チームセリングを強化する 3 つの共通言語と定着方法
先述した TORiX の調査に基づいた分析から、強い営業チームが持つ共通言語について 3 つのアイデアが導き出されています。それは「クイックレスポンス」「本質に向けた『深掘り』」「10 分キャッチボール」だと高橋さんは言います。
冒頭のチームでの比較に続き、個人として目標達成ができている人と達成できない人を比較してみると、達成者は顧客の問い合わせや依頼に対する応答が早いことがわかっています。このことから高橋さんは、1 つ目の共通言語を「クイックレスポンス」としました。
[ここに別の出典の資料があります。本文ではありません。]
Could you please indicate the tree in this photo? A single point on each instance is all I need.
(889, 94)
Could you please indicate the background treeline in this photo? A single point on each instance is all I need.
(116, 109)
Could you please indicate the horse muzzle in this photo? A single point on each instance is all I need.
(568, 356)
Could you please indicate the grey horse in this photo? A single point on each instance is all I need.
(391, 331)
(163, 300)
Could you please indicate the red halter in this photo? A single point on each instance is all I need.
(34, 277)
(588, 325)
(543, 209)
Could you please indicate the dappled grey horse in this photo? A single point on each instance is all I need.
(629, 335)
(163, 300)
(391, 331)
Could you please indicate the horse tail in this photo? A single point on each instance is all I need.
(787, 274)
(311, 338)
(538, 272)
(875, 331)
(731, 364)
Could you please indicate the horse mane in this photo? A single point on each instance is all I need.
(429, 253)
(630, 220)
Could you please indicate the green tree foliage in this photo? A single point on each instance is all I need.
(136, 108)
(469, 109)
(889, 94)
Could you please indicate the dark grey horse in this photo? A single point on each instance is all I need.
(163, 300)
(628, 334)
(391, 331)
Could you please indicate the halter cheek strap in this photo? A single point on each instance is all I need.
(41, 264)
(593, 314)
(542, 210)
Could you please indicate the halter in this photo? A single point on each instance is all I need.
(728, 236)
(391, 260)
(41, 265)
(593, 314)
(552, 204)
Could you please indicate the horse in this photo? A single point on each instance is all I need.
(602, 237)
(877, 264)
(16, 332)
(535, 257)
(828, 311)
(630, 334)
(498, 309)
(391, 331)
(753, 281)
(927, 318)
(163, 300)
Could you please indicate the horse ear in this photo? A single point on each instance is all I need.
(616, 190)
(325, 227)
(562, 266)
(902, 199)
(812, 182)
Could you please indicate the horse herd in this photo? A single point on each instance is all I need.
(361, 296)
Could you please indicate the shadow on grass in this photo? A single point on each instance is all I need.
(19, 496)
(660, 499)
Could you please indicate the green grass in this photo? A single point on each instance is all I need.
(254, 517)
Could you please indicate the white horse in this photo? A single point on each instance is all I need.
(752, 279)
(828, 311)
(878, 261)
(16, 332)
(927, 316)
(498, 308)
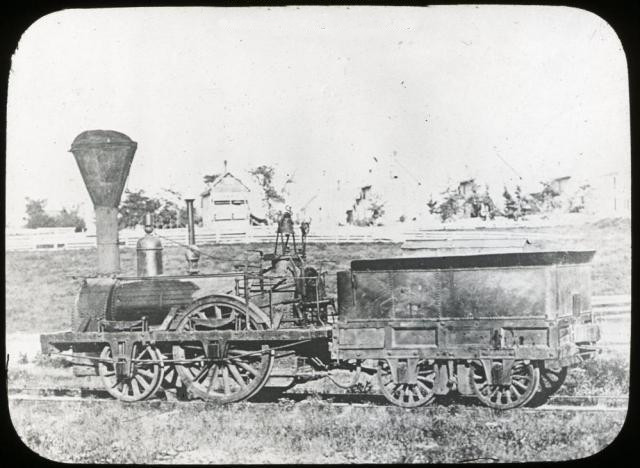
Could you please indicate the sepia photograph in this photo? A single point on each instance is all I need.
(318, 235)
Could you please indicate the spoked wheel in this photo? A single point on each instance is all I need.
(404, 394)
(237, 375)
(551, 379)
(522, 385)
(146, 377)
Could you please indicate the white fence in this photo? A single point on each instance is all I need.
(611, 307)
(414, 239)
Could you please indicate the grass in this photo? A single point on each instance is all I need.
(40, 293)
(312, 431)
(40, 290)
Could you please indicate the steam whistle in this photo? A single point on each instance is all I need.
(149, 250)
(285, 231)
(193, 254)
(304, 231)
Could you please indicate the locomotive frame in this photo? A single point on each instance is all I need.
(501, 327)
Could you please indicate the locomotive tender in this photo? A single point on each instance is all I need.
(502, 327)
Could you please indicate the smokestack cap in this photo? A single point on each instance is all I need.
(104, 158)
(100, 138)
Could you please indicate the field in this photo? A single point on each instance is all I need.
(40, 291)
(311, 431)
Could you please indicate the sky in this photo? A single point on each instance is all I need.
(506, 94)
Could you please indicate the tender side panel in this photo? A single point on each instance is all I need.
(373, 295)
(494, 292)
(415, 294)
(574, 286)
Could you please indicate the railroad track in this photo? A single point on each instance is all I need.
(603, 403)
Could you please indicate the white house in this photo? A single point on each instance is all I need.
(225, 202)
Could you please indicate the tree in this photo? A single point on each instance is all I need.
(272, 197)
(71, 218)
(36, 215)
(511, 207)
(518, 205)
(433, 206)
(451, 205)
(548, 199)
(134, 206)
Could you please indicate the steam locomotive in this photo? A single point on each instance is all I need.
(502, 327)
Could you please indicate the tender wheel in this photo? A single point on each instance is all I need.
(408, 395)
(551, 379)
(522, 385)
(147, 374)
(241, 373)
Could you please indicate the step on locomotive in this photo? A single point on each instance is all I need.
(501, 327)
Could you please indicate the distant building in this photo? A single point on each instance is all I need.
(609, 194)
(465, 188)
(225, 202)
(561, 185)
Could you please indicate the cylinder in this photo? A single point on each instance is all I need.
(104, 158)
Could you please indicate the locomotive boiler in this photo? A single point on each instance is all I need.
(502, 328)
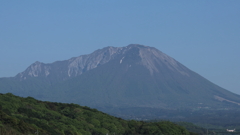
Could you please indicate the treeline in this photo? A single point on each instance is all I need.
(20, 116)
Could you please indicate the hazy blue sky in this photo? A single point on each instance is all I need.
(203, 35)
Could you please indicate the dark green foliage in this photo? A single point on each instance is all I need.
(29, 116)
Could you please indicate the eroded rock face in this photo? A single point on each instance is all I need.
(150, 57)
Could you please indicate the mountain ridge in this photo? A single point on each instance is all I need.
(121, 77)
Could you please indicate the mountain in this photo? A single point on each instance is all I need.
(21, 116)
(121, 81)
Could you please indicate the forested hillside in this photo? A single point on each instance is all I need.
(29, 116)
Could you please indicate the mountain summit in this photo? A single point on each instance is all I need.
(134, 76)
(149, 57)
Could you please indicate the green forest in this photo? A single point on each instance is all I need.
(21, 116)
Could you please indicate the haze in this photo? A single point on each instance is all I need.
(202, 35)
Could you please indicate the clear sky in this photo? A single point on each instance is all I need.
(203, 35)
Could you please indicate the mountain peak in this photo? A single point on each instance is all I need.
(150, 57)
(136, 45)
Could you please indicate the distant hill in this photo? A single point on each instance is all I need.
(132, 81)
(21, 116)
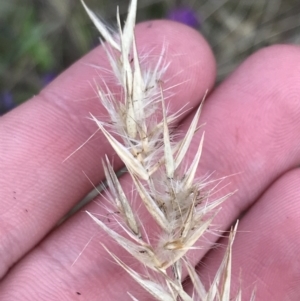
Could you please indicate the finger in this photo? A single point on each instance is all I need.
(38, 189)
(244, 97)
(252, 125)
(266, 249)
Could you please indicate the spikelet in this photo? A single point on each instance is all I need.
(176, 201)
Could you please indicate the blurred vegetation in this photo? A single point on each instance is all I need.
(40, 38)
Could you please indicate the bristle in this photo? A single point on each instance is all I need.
(176, 200)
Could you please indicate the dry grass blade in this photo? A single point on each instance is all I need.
(154, 288)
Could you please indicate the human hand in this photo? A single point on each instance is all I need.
(252, 126)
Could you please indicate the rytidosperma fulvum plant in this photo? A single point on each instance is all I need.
(176, 201)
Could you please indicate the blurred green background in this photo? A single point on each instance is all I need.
(40, 38)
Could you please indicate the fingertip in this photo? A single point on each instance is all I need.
(191, 58)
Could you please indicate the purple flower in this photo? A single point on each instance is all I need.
(6, 102)
(184, 15)
(48, 78)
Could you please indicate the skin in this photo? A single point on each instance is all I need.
(252, 135)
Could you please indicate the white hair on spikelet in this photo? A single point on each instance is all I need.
(153, 161)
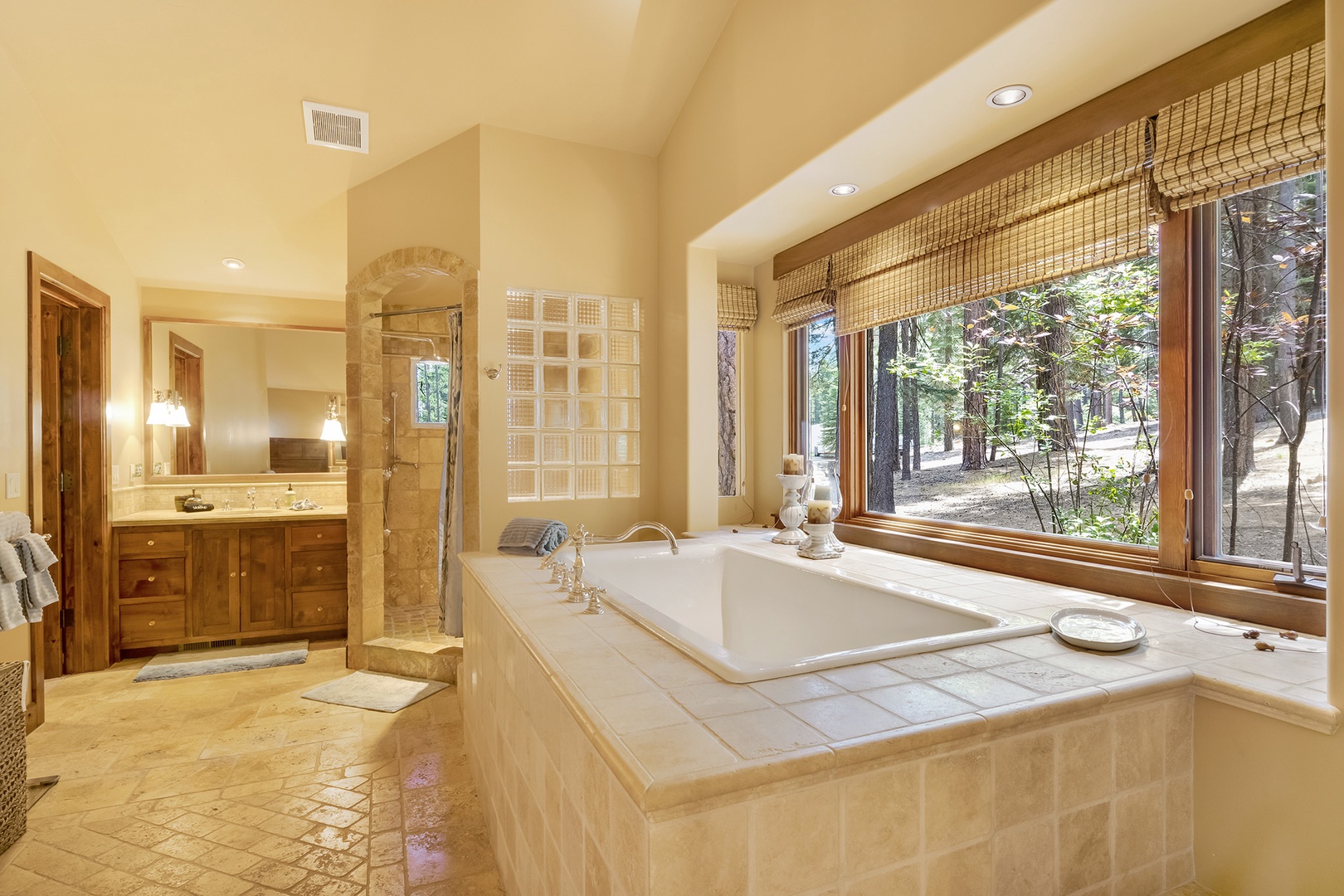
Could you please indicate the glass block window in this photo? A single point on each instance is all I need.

「営業担当者との関係構築に影響したこと」について尋ねた、顧客 1 万人への調査によると、回答が一番多かった「対面商談で話した回数」に続き、「質問や要望への素早い対応」が僅差で 2 番目に多い結果となっています。応答までの期間に関しても「最初の返答は 1 日以内、解決するまで 2 日」というスピード感を 7 割の顧客が期待している、という結果も出ています。高橋さんはこの事実を強調し、「1 日以内に返答というのは多くの営業担当者が意識しているとしても、どれだけの人が『2 日で解決』までを実行できているのか。単なる即レスだけではなく、返答と解決の双方をスピーディーに実現することを念頭に置く必要があり、そのためにはコミュニケーションツールなどを駆使したスムーズなチーム連携が重要となります」と説明しました。
2 つ目の共通言語は、「本質に向けた『深掘り』」です。これは顧客からの要望に対するもので、たとえば、顧客が「6 ヶ月のプランを 7 ヶ月に変更したい」と要望を出した際に、目標達成できない営業担当者の場合、「6 ヶ月という規定なので変更できません」と正直に伝える傾向にあります。これではコミュニケーションがそこで終了してしまい、要望に応えられないばかりか、より深い情報を得ることもできません。
一方、目標達成できる人であれば「変更したい背景をお聞かせください」と顧客の意図をより深く聞き出し、その意向に合う別のやり方を提案することで、顧客満足度のアップや案件獲得につなげるのです。高橋さんは「お客様からの要望の裏にある背景も含め、なるべくたくさんの情報を引き出すことが大切です。そして、持ち帰った豊富な情報をもとに社内の人を巻き込んで考えれば、提案のクオリティも確実に変わってきます」とアドバイスしました。
3 つ目の「10 分キャッチボール」は、顧客との接触機会と頻度に関する具体的なアイデアです。顧客の話を深掘りしたいと考えていても、この数年間はコロナ禍の影響もあり、直接会って話を聞く機会が激減しました。そのため商談の機会も減り、思うようにアプローチ出来ないと悩む営業担当者は多くいます。高橋さんは、顧客 1 万人への調査結果から、営業担当者とコンタクトする手段に「電話」と「メール」が多く挙げられることを示し、短時間の電話による商談とメールだけでなく、近年より需要が高まっているビジネスチャットなどのデジタルツールでのやりとりを組み合わせた、高い頻度のコミュニケーションが有効であると結論づけました。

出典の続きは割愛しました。